I can access XML data using CURL -u and get it in the browser using HTTP Basic Auth. How do I duplicate the process in Java?

Question

curl -u APIKEY https://api.recurly.com/v2/accounts

In the terminal... Works like a charm and gets the XML I want...

Update:

https://companyName.recurly.com/v2/accounts.xml Asks for a username and password to access the xml from a browser window. I can type this in and the browser will display the xml data for me. I just need a barebones walk through of something that gets the xml doc into my "System.out.println()" screen. I'll figure it out from there I just need to get the data on my screen!

Answer 1

This is the answer I was looking for. I found it at this website... http://www.avajava.com/tutorials/lessons/how-do-i-connect-to-a-url-using-basic-authentication.html. I'm so excited I finally got this to work. This works like a charm just replace "companyName" and "APIKEY" with your info.

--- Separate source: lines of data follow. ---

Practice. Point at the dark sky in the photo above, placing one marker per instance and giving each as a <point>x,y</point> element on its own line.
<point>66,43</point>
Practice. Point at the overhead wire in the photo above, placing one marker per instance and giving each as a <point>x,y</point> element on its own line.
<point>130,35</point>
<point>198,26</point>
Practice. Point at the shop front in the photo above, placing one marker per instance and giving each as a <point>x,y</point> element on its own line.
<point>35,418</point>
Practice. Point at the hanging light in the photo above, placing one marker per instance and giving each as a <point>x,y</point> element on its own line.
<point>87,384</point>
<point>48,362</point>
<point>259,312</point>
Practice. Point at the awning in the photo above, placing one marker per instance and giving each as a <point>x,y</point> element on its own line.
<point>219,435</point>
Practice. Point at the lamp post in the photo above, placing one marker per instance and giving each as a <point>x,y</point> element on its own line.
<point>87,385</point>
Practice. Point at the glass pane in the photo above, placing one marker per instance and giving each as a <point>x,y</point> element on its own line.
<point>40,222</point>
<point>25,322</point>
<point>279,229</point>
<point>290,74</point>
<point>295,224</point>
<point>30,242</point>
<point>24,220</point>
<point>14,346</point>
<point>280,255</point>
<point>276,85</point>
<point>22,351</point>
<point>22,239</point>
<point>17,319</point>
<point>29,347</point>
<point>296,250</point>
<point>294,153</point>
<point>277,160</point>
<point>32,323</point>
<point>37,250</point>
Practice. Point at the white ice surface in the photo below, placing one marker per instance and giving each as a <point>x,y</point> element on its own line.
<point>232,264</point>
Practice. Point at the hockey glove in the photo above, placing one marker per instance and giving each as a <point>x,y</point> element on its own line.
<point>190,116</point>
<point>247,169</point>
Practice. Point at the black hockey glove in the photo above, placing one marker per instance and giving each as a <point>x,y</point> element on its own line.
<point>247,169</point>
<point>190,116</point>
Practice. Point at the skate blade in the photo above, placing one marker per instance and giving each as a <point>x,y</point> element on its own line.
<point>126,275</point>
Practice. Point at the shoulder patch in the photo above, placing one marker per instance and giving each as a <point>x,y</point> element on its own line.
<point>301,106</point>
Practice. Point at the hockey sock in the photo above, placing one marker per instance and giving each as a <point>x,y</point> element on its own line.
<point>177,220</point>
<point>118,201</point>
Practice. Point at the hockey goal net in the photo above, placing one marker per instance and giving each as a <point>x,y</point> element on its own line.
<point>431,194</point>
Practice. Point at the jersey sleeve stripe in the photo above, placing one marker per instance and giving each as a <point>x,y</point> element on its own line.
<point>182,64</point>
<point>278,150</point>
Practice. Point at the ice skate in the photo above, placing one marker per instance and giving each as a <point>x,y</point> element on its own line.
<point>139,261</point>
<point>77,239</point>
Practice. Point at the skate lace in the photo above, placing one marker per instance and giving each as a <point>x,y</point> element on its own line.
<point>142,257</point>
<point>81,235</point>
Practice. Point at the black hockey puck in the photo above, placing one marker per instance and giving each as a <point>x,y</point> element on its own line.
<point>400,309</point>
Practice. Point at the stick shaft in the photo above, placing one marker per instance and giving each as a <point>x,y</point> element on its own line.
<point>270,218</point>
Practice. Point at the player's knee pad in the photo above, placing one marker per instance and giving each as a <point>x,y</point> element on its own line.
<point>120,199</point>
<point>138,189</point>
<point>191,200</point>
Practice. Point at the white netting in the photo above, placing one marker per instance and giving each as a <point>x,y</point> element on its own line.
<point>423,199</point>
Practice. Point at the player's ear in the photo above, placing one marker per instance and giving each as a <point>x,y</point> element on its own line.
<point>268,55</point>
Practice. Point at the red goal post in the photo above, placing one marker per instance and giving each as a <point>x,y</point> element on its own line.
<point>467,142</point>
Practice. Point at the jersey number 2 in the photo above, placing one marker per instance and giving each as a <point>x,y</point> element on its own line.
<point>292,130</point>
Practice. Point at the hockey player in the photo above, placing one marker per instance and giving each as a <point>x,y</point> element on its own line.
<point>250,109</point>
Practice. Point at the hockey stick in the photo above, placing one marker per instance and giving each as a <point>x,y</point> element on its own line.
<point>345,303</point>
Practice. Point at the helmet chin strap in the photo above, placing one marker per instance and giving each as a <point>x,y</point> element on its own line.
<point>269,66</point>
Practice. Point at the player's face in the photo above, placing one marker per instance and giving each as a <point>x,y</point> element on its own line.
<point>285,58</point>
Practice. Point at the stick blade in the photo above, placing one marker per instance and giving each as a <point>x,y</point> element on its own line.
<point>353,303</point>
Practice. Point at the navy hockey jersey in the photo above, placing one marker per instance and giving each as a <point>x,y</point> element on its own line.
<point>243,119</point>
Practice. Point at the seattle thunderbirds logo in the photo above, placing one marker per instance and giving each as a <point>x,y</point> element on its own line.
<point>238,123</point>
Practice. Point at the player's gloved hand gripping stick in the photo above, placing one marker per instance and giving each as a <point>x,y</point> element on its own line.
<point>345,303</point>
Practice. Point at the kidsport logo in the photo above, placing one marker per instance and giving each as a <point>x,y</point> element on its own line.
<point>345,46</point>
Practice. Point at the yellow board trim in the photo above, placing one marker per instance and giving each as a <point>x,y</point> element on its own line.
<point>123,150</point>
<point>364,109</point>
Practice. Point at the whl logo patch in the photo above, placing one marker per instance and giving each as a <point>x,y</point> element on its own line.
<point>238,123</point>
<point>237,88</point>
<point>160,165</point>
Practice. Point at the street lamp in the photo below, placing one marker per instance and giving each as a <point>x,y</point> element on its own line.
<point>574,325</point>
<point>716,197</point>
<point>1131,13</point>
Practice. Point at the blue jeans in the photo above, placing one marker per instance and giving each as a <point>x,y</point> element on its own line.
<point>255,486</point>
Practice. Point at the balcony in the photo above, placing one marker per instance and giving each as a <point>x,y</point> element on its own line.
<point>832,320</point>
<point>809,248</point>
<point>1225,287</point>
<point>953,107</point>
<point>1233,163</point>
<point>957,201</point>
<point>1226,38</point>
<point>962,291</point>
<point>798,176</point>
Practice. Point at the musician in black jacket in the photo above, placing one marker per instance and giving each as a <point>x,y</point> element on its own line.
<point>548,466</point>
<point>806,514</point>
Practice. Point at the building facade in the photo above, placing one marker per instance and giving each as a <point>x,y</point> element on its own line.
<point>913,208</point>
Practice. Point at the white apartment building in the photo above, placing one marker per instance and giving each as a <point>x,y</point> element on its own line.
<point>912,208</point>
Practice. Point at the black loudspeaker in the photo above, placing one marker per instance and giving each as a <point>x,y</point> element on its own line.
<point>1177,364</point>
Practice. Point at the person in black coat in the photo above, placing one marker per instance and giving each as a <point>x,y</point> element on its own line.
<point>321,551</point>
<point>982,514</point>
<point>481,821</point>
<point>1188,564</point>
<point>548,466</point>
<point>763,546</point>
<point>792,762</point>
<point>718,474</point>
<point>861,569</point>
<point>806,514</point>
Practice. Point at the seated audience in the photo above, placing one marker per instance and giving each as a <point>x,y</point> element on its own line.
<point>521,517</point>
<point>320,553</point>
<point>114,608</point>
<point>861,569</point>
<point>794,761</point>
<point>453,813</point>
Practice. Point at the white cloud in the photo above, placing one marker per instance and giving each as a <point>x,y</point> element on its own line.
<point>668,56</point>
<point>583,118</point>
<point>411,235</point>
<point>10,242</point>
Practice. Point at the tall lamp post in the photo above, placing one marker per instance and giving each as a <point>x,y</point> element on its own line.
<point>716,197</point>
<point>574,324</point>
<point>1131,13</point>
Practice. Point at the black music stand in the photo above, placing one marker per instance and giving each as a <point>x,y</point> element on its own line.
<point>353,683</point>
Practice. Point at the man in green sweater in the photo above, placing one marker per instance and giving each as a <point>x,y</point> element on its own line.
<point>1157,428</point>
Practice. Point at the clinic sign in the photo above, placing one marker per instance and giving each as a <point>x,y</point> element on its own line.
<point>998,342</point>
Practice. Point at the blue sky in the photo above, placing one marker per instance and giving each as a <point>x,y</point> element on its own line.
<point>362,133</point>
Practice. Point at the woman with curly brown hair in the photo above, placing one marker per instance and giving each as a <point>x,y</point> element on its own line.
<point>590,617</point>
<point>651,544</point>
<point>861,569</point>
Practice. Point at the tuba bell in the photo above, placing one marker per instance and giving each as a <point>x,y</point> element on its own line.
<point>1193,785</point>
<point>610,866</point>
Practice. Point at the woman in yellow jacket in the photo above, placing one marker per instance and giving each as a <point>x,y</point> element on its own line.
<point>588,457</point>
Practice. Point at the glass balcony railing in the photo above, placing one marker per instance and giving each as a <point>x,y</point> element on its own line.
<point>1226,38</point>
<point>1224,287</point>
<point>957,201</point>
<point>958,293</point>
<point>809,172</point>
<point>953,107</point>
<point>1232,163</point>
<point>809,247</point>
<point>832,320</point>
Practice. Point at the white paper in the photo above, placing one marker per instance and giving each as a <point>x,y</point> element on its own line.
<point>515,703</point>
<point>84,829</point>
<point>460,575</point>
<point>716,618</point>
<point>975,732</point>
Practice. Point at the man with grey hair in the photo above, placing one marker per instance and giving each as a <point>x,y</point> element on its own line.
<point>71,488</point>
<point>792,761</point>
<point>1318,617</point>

Thanks to everybody and their input and help!

package getrecurly;

import java.io.IOException;
import java.io.InputStream;
import java.io.InputStreamReader;
import java.net.MalformedURLException;
import java.net.URL;
import java.net.URLConnection;

import org.apache.commons.codec.binary.Base64;

/**
 *
 * @author jackcrishjr
 */
public class GetRecurly{


public static void main(String[] args) {

        try {
            String webPage = "https://companyName.recurly.com/v2/accounts.xml";
            String name = "APIKEY";
            String password = "APIKEY";

            String authString = name + ":" + password;
            System.out.println("auth string: " + authString);
            byte[] authEncBytes = Base64.encodeBase64(authString.getBytes());
            String authStringEnc = new String(authEncBytes);
            System.out.println("Base64 encoded auth string: " + authStringEnc);

            URL url = new URL(webPage);
            URLConnection urlConnection = url.openConnection();
            urlConnection.setRequestProperty("Authorization", "Basic " + authStringEnc);
            InputStream is = urlConnection.getInputStream();
            InputStreamReader isr = new InputStreamReader(is);

            int numCharsRead;
            char[] charArray = new char[1024];
            StringBuffer sb = new StringBuffer();
            while ((numCharsRead = isr.read(charArray)) > 0) {
                sb.append(charArray, 0, numCharsRead);
            }
            String result = sb.toString();

            System.out.println("*** BEGIN ***");
            System.out.println(result);
            System.out.println("*** END ***");
        } catch (MalformedURLException e) {
            e.printStackTrace();
        } catch (IOException e) {
            e.printStackTrace();
        }
    }
}

Answer 2

You can HttpClient in you java code

See the link

http://hc.apache.org/httpclient-3.x/

Answer 3

I would use HttpURLConnection to get it

    URL url = new URL(fileURL);
    HttpURLConnection httpConn = (HttpURLConnection) url.openConnection();

    System.out.println("Content-Type = " + httpConn.getContentType());
    System.out.println("Content-Disposition = " + httpConn.getHeaderField("Content-Disposition"));
    System.out.println("Content-Length = " + httpConn.getContentLength());

   InputStream inputStream = httpConn.getInputStream();